Kafka was originally develop at LinkedIn and was subsequently open sourced to the Apache software foundation in 2011. Kafka is now widely used across enterprises including in companies such as Apple, eBay, Pintrest, Uber, Netflix, Walmart and many more.
Kafka interview questions fall into three main categories
1. Questions on Kafka architecture - These are interview questions on Kafka brokers, Kafka topics, Partitions, Offsets, Producers, Consumers, Consumer groups, data replication, how to estimate number of partitions, how to estimate number of producers and consumers etc.
2. Questions on Kafka framework APIs and libraries - These are interview questions on programming Kafka consumers, Kafka producers etc. using Kafka framework APIs and libraries.
3. Questions on real-time applications of Kafka - These are questions on how you applied Kafka in your projects, how Kafka can be used for live streaming use cases, how Kafka can be used in messaging use cases, how Kafka can be used as a storage system, how to estimate number of partitions, how to define the partition key, etc.
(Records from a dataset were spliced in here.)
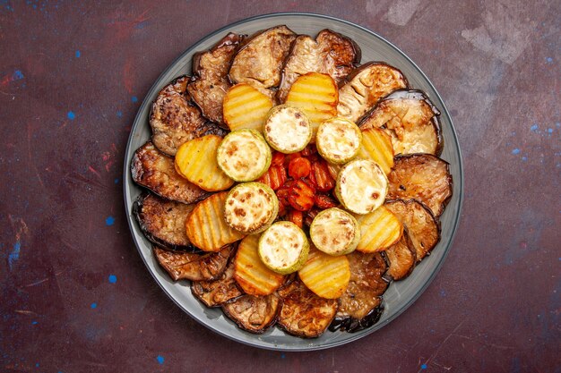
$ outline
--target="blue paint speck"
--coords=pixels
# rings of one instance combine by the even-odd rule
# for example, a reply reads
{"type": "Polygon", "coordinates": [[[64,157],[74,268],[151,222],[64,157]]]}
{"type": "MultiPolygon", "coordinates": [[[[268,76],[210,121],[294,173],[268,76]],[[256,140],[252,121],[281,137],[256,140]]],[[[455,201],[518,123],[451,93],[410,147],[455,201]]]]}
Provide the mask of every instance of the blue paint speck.
{"type": "Polygon", "coordinates": [[[10,266],[10,269],[12,269],[12,266],[14,262],[16,262],[20,259],[20,250],[22,249],[22,244],[20,242],[16,242],[13,244],[13,250],[8,255],[8,266],[10,266]]]}
{"type": "Polygon", "coordinates": [[[111,225],[113,225],[113,223],[115,223],[115,217],[113,217],[113,216],[108,216],[108,217],[105,219],[105,225],[106,225],[107,226],[111,226],[111,225]]]}

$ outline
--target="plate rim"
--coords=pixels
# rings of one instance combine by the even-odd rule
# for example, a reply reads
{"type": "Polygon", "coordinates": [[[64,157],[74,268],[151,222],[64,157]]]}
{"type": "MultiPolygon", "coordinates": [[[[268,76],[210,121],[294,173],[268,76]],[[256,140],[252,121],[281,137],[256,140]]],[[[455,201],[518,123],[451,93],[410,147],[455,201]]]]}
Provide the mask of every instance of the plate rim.
{"type": "MultiPolygon", "coordinates": [[[[134,149],[135,150],[135,149],[134,149]]],[[[209,328],[210,330],[211,330],[214,333],[217,333],[220,335],[225,336],[226,338],[232,340],[232,341],[236,341],[237,343],[243,343],[245,345],[248,345],[248,346],[252,346],[252,347],[257,347],[260,349],[264,349],[264,350],[269,350],[269,351],[278,351],[278,352],[309,352],[309,351],[320,351],[320,350],[325,350],[325,349],[329,349],[332,347],[336,347],[336,346],[340,346],[340,345],[343,345],[346,343],[350,343],[351,342],[355,342],[360,338],[363,338],[367,335],[371,335],[372,333],[381,329],[382,327],[385,326],[386,325],[388,325],[390,322],[392,322],[393,320],[394,320],[396,318],[398,318],[399,316],[401,316],[402,313],[404,313],[411,305],[413,305],[413,303],[415,303],[417,301],[417,300],[419,300],[419,298],[425,292],[425,291],[427,290],[427,288],[430,285],[430,284],[433,282],[433,280],[435,279],[435,277],[436,276],[436,275],[440,272],[440,269],[446,259],[446,257],[448,256],[450,250],[454,242],[454,239],[456,236],[456,233],[458,231],[458,227],[460,225],[460,219],[461,219],[461,216],[462,216],[462,209],[463,207],[463,199],[464,199],[464,175],[463,175],[463,159],[462,157],[462,149],[460,147],[460,142],[458,140],[458,134],[456,132],[456,129],[453,125],[453,121],[452,119],[452,115],[450,114],[450,112],[448,111],[448,108],[446,107],[444,99],[442,98],[442,97],[440,96],[440,93],[438,92],[438,90],[436,89],[436,87],[434,86],[433,82],[428,79],[428,77],[425,74],[425,72],[417,65],[417,64],[415,64],[415,62],[413,60],[411,60],[401,49],[400,49],[399,47],[397,47],[395,45],[393,45],[392,42],[390,42],[389,40],[387,40],[386,38],[384,38],[384,37],[380,36],[379,34],[377,34],[376,32],[372,31],[371,30],[367,29],[366,27],[363,27],[361,25],[358,25],[357,23],[351,22],[350,21],[341,19],[341,18],[338,18],[338,17],[334,17],[334,16],[331,16],[331,15],[326,15],[326,14],[321,14],[321,13],[306,13],[306,12],[280,12],[280,13],[266,13],[266,14],[259,14],[259,15],[255,15],[255,16],[252,16],[252,17],[247,17],[247,18],[244,18],[242,20],[239,21],[236,21],[234,22],[231,22],[229,24],[227,24],[212,32],[211,32],[210,34],[205,35],[204,37],[201,38],[199,40],[195,41],[194,43],[193,43],[189,47],[187,47],[183,53],[181,53],[177,58],[175,58],[163,71],[162,72],[160,72],[160,74],[158,76],[158,78],[156,79],[156,81],[154,81],[154,83],[152,84],[152,86],[151,87],[151,89],[148,90],[148,92],[146,93],[146,95],[144,96],[144,98],[142,99],[142,103],[141,104],[141,106],[138,107],[136,114],[134,115],[134,120],[133,121],[133,125],[131,127],[131,131],[128,136],[128,140],[126,142],[126,148],[125,150],[125,159],[124,159],[124,165],[123,165],[123,196],[124,196],[124,207],[125,207],[125,216],[126,216],[126,221],[128,224],[128,232],[131,234],[132,238],[133,238],[133,242],[134,242],[134,246],[136,247],[136,250],[138,251],[138,253],[140,254],[141,259],[142,259],[142,262],[144,263],[144,266],[146,267],[146,268],[148,269],[148,272],[150,272],[151,276],[152,276],[152,278],[154,279],[154,281],[156,282],[156,284],[158,284],[158,285],[160,286],[160,288],[166,293],[166,295],[171,299],[173,301],[173,302],[179,307],[179,309],[181,309],[184,312],[186,312],[192,319],[194,319],[197,323],[203,325],[203,326],[209,328]],[[246,23],[246,22],[250,22],[250,21],[258,21],[258,20],[262,20],[262,19],[274,19],[276,17],[282,17],[282,16],[297,16],[297,17],[312,17],[312,18],[319,18],[319,19],[324,19],[324,20],[328,20],[328,21],[335,21],[338,22],[341,22],[343,24],[346,24],[348,26],[353,27],[353,28],[357,28],[364,32],[367,32],[367,34],[372,35],[375,38],[377,38],[379,39],[381,39],[382,41],[384,41],[384,43],[386,43],[387,45],[389,45],[390,47],[392,47],[399,55],[401,55],[403,58],[405,58],[409,63],[410,63],[415,69],[419,72],[419,73],[420,73],[420,75],[422,76],[422,78],[427,81],[427,83],[430,86],[430,88],[435,91],[436,95],[436,98],[438,99],[439,103],[442,105],[442,112],[444,114],[445,114],[445,115],[448,117],[449,121],[450,121],[450,130],[452,131],[452,135],[453,138],[453,141],[455,142],[455,144],[457,144],[457,147],[455,148],[455,151],[457,153],[458,156],[458,168],[459,168],[459,176],[460,176],[460,180],[456,181],[453,180],[453,184],[456,184],[459,182],[459,203],[458,203],[458,212],[456,214],[456,216],[454,216],[453,219],[453,227],[452,227],[452,233],[450,235],[450,240],[447,242],[446,246],[444,248],[443,248],[442,250],[444,250],[444,254],[442,256],[442,258],[440,259],[440,260],[436,263],[435,269],[432,271],[432,273],[430,273],[428,278],[427,279],[427,281],[421,285],[421,287],[419,288],[419,290],[408,301],[405,302],[405,304],[403,304],[400,309],[398,309],[396,310],[396,312],[394,314],[393,314],[392,316],[390,316],[387,319],[384,320],[381,323],[377,323],[377,327],[374,327],[374,326],[370,328],[370,330],[367,330],[366,332],[362,333],[362,334],[351,334],[350,333],[349,338],[345,338],[341,341],[335,341],[335,342],[329,342],[326,343],[322,345],[315,345],[315,346],[297,346],[297,347],[286,347],[286,346],[281,346],[281,345],[277,345],[277,344],[272,344],[270,343],[265,343],[263,341],[261,341],[263,343],[266,344],[258,344],[256,343],[254,343],[253,340],[250,341],[246,341],[246,340],[240,340],[236,338],[233,335],[229,335],[227,333],[224,333],[220,330],[218,330],[214,327],[212,327],[212,326],[211,326],[210,324],[204,323],[202,320],[199,320],[196,317],[194,317],[194,315],[191,314],[191,312],[189,311],[189,309],[187,309],[186,308],[185,308],[182,304],[179,303],[179,301],[177,300],[176,300],[175,297],[173,297],[168,292],[168,290],[163,286],[163,284],[160,283],[160,281],[159,280],[157,274],[150,269],[150,266],[147,262],[147,259],[144,258],[144,255],[142,255],[142,251],[141,250],[141,245],[140,242],[138,242],[135,234],[134,234],[134,227],[133,227],[133,220],[134,216],[132,216],[132,213],[130,211],[130,207],[127,206],[127,200],[130,199],[130,193],[128,191],[128,187],[129,187],[129,182],[127,181],[127,175],[130,173],[130,166],[129,166],[129,156],[131,154],[131,146],[132,146],[132,142],[133,142],[133,134],[135,132],[135,129],[137,127],[139,127],[142,124],[142,113],[144,111],[144,108],[147,106],[151,105],[151,101],[148,100],[148,97],[151,97],[152,95],[154,95],[154,93],[156,93],[159,90],[159,82],[162,80],[162,78],[167,74],[167,72],[171,70],[177,64],[178,64],[180,61],[182,61],[187,55],[189,55],[190,53],[192,53],[197,46],[199,46],[201,43],[204,42],[205,40],[211,38],[213,37],[215,37],[218,34],[220,34],[222,32],[225,31],[229,31],[232,28],[235,28],[238,25],[246,23]]],[[[203,307],[203,306],[202,306],[203,307]]],[[[258,336],[258,335],[255,335],[255,336],[258,336]]],[[[294,337],[294,338],[298,338],[298,337],[294,337]]]]}

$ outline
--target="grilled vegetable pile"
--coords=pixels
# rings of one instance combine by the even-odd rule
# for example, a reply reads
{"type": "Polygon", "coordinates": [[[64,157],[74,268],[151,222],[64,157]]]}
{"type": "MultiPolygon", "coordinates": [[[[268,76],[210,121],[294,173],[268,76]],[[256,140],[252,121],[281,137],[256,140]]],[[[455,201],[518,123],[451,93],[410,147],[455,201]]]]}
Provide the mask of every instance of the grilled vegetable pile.
{"type": "Polygon", "coordinates": [[[134,216],[202,307],[242,329],[356,332],[440,240],[438,109],[329,30],[229,33],[152,104],[134,216]]]}

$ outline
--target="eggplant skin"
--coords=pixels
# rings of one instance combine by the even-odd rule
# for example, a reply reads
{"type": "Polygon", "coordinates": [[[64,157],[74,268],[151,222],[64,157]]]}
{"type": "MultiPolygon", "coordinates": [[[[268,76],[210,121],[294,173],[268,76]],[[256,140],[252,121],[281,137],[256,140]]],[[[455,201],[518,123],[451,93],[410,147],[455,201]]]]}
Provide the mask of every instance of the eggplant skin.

Below are some frequently asked Kafka interview questions in these categories.
Apache Kafka is a distributed streaming platform that provides the following key capabilities.
Messaging - Kafka provides the concept of Topics, which are streams of data records. Applications can produce data streams to topics and applications can consume data streams from topics. Hence, similar to a traditional JMS messaging system, Kafka can act as a messaging system between applications.
Storage - Kafka by default stores streams of data in a distributed, replicated and fault-tolerant cluster. Data written to Kafka is written to disk and replicated across servers in the Kafka cluster for fault-tolerance. Kafka allows consumers to read from specific location on Kafka topics. This makes Kafka a good storage and distributed file system.
Processing - Apache Kafka provides the Kafka Streams API, which enables processing and transforming live data streams. Applications can use Kafka streams API to read live data streams from input topics, process and transform this data, and produce a continuous stream of transformed data to output Kafka topics.
Traditional architectures usually start simple with a few systems, with point-to-point data exchange integrations between them, and a data lake or data warehouse to which data is sourced through ETL processes.
But as the number of systems grow, the number of these point-to-point integrations increase, leading to brittleness of the architecture - due to multiple data exchange protocols, multiple data formats, and multiple failure points.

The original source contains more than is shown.